The governing Council of the American Association of University Professors voted unanimously today to pass a joint resolution condemning the University of North Carolina Board of Governors and System Office for multiple violations of widely accepted standards of shared governance and academic freedom and for a sustained climate of institutional racism.
The vote comes less than two months after the AAUP’s publication of a special committee report calling attention to the alarming trends in the UNC system perpetuated by increased political pressure and interference within the system.
“This resolution represents a remarkable step forward in acknowledging and beginning to address systemic and institutional racism in the academy.” said AAUP president Irene Mulvey. “The Special Committee’s documentation of instances of broken governance, severe violations of academic freedom and patterns of institutional racism caused by long-standing political interference and cowardly top-down administrations speaks volumes about the severity of the underlying problems within UNC.”

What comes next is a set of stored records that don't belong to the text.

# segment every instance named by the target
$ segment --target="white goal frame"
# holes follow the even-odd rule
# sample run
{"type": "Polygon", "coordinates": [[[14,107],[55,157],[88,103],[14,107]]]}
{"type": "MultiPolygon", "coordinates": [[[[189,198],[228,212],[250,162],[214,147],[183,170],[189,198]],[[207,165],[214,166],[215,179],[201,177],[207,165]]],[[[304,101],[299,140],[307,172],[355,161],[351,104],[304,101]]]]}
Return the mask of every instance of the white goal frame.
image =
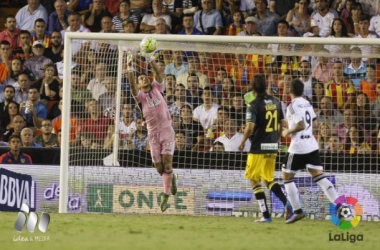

The AAUP’s Council also voted to add Linfield University to the Association’s list of censured administrations over the dismissal of Daniel Pollack-Pelzner, a tenured English professor who spoke up about multiple allegations of sexual misconduct by members of the university’s board of trustees. The Council vote follows a recommendation from the AAUP’s Committee A on Academic Freedom and Tenure which published a report in April that found that the administration retaliated against Pollack-Pelzner for speech and conduct he exercised as part of his responsibilities as a faculty trustee and that the institution violated its own regulations as well as the AAUP’s widely adopted principles on academic freedom and tenure by not demonstrating adequate cause for the dismissal.
In more positive news, the AAUP’s Council voted to accept the recommendation of Committee A and remove St. Edward’s University from the Association’s list of censured administrations. St. Edward’s University was added to the list in 2019 as the result of the termination of a tenure-track and two tenured faculty members who were not afforded a dismissal procedure that comported with AAUP-supported standards. In July 2021 the institution’s newly installed president wrote that she had made removal of censure a priority that she hoped to achieve through shared governance. The administration began working with the faculty senate to address institutional policies implicated in the actions that led to censure. In May 2022, the governing board adopted several sets of revisions to the faculty manual that, among other issues, established tenure protections where they had previously existed only nominally. Last month the two tenured faculty members reported having reached an out-of-court settlement with the university. The case of the tenure-track faculty member is scheduled for jury trial in August. In late May, an AAUP representative made a virtual visit to campus on behalf of the AAUP’s national office, to confirm that current conditions for academic freedom and tenure at St. Edward’s are sound. Her report states that the university had taken “all the actions that the AAUP suggested” and that the faculty leaders with whom she spoke attested to “an improved climate for academic freedom and tenure.”